Stop a Common Dog Killer

Intestinal blockages send thousands of dogs to the vet each year.

When Spirit stopped eating and started vomiting last February, owner Kurt Glaub, of Oxford, Ohio, feared an intestinal blockage or prostatitis. The 10-year-old Labrador Retriever, with a tendency to eat socks, had a history of both.

The thing was, Glaub says, I could account for every sock in the house.

X-rays showed something in Spirit’s intestine, but the unidentified object was everywhere. Spirit couldn’t even keep barium down for 30 minutes, making further exploratory X-rays impossible. Glaub and his vet opted for immediate surgery.

Lifesaving Intervention
Good thing they did: Spirit’s vet pulled an unrolled ace bandage from his intestine.

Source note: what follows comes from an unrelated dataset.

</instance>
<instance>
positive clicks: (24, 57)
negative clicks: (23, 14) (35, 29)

This type of foreign body-long and stringlike-can catch at the top of your dog’s intestine and cause it to accordion in on itself. Even with the best care, says University of Georgia’s small-animal general surgeon Clarence Rawlings, DVM, this type of intestinal blockage causes death about 50 percent of the time.

Immediate care is crucial. This can be difficult as symptoms range from unmistakable (such as continuous vomiting and severe abdominal pain) to subtle (lack of appetite, lethargy, and occasional vomiting). In blockages of the lower intestine, vomit may appear brown or smell of fecal material; diarrhea may also occur. In cases of a complete blockage, your dog won’t be able to defecate or even pass gas. 

Prognosis Varies
Since ingesting foreign objects-your dog eats something she shouldn’t have-causes the most cases, traditional or laparoscopic surgery is often required. The prognosis is usually excellent and the recovery rapid.

If the dog’s intestine appears only partially blocked, the veterinarian may even recommend that your dog try to pass the blockage under close observation and with an IV drip to prevent dehydration.

Other causes of intestinal obstruction are quite rare, Rawlings says. Tumors of the gastrointestinal track are a possibility, as are hernias.